Ainsi le besoin inconscient de punition participant de « toute maladie névrotique » apparaît en référence à Dostoïevski profondément lié à la tentative de répéter et d’éviter le meurtre du père grâce à l’identification. Se pose la question de ce qui fait la variété des formes cliniques « de ces mêmes impulsions meurtrières », selon tout le spectre allant de de la paranoïa à la mélancolie, en passant par leurs atténuations perverses et névrotiques. Peut-être faudrait-il même y ajouter les attaques morcelantes du moi et mutilantes du corps, voire celles du soma rencontré dans certaines désorganisations somatiques ? Serait-ce les aléas du processus identificatoire dans la genèse du surmoi qui seraient déterminants ? Comme l’écrit Freud dans « Névrose et psychose », « le comportement du surmoi, contrairement à ce qui s’est passé jusqu’à présent, devrait être pris en considération dans toute maladie psychique ».
La question se pose alors de savoir comment éviter au besoin de punition de rester sous la domination exclusive d’un surmoi despotique et destructeur, de quitter l’actualité de l’agir et d’entrer dans l’univers imaginaire et sexuel du fantasme. Corollaire de cette question, serait-ce la fixation à l’objet qui altèrerait le processus identificatoire au cœur du fantasme au point d’imposer le recours à l’acte punitif ?

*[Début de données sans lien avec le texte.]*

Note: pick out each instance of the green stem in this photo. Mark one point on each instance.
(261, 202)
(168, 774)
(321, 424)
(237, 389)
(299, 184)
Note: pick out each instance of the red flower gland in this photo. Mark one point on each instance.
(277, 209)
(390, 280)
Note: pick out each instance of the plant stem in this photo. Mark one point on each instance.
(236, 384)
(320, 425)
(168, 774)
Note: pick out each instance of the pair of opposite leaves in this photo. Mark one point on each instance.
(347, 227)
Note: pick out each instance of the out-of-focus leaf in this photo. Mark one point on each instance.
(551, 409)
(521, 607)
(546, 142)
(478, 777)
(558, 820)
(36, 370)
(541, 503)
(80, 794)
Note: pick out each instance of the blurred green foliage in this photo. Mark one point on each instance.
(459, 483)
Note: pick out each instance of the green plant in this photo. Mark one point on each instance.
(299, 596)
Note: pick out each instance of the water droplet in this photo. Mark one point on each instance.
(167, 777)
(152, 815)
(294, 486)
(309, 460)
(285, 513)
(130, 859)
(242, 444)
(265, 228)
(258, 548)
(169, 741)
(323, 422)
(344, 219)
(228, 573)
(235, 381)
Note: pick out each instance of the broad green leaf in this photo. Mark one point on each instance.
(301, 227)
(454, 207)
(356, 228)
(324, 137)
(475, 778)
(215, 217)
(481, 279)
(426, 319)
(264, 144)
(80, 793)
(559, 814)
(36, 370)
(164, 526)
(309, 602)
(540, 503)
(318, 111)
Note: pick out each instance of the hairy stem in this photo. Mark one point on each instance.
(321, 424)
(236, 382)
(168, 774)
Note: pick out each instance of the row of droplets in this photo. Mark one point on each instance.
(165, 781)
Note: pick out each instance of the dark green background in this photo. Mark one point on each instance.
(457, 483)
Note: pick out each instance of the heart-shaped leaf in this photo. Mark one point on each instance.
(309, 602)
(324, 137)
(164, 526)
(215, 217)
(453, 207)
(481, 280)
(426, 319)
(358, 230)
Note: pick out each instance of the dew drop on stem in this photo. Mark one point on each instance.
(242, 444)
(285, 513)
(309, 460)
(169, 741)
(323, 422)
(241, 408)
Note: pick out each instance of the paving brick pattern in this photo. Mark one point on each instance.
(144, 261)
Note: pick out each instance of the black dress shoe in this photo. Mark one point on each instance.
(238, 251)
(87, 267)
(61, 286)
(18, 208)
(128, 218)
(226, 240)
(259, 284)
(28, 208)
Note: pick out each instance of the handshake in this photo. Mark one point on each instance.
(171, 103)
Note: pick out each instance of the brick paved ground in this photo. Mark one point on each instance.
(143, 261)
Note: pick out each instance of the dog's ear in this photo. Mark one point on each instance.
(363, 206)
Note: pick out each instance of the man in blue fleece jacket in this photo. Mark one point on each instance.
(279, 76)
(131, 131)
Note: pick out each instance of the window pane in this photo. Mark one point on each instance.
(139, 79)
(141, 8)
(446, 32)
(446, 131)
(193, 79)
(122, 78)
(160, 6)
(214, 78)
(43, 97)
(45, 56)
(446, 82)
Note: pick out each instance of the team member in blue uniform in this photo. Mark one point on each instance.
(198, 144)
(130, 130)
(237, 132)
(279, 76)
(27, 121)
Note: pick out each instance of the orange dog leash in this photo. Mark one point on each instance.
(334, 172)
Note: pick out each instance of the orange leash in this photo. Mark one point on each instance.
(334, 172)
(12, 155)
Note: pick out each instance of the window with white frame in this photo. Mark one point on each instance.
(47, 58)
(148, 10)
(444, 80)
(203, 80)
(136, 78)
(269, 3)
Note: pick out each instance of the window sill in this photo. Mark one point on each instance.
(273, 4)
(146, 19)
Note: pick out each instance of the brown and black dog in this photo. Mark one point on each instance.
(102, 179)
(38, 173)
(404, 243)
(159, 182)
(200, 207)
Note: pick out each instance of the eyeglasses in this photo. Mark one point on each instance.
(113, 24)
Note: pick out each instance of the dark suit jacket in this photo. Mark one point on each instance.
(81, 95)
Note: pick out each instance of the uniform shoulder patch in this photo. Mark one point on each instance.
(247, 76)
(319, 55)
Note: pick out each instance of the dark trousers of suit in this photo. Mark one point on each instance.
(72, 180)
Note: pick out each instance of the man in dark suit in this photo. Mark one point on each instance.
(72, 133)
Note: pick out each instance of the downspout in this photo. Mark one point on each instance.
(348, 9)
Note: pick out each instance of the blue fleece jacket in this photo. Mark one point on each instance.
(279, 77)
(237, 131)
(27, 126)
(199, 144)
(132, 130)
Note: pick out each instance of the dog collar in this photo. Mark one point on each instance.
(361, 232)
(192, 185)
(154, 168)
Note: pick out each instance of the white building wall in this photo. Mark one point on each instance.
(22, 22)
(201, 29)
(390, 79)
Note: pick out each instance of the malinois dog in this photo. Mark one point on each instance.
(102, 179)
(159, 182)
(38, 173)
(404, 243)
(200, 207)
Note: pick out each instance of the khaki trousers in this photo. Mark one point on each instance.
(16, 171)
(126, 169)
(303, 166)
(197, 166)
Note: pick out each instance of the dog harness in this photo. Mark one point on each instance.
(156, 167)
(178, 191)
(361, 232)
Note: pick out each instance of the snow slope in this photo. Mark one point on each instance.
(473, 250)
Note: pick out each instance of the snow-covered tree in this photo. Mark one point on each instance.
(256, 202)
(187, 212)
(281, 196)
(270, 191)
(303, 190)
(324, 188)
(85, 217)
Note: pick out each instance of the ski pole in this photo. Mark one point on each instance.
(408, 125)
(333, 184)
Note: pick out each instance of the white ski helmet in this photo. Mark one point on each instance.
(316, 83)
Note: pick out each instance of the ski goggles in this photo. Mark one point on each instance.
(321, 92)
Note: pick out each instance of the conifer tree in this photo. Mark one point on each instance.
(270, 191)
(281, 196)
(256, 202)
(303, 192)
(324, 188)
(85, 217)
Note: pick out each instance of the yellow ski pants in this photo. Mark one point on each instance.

Plusieurs questions donc et d’autres à venir qui imposeront de nous recentrer sur la situation analytique, et de nous demander si le besoin de punition est bien « notre pire ennemi ». Certes il participe aux impasses rencontrées, aux analyses interminables, à la réaction thérapeutique négative, et aux différents agirs qui défont le processus analytique ou le menacent. Mais, n’est-il pas aussi un puissant allié qui, incontournable, permet d’accepter les contraintes de la cure et d’en chercher l’issue ?
Références bibliographiques
Freud S. (1916d/1985). Quelques types de caractères dégagés par le travail analytique. Dans L’inquiétante étrangeté : 146-168. Paris, Gallimard.
Freud S. (1919e/1996). « Un enfant est battu » : contribution à la connaissance de la genèse des perversions sexuelles. OCF.P, XV : 115-146. Paris, Puf.
Freud S. (1928b [1927] /1994) Dostoïevski et le mise à mort du père. OCF.P, XVIII : 205-225. Paris, Puf.
Freud S.(1924b [1923]/1973). Névrose et psychose. Dans Névrose, psychose et perversion : 283-286. Paris, Puf.
Freud S.(1933a), XXXIIé Leçon, Angoisse et vie pulsionnelle, OC, TXIX, Paris, Puf, 1995, p191
Jones E. [1957]. La vie et l’œuvre de Sigmund Freud, tome III. Paris, Puf, [1969].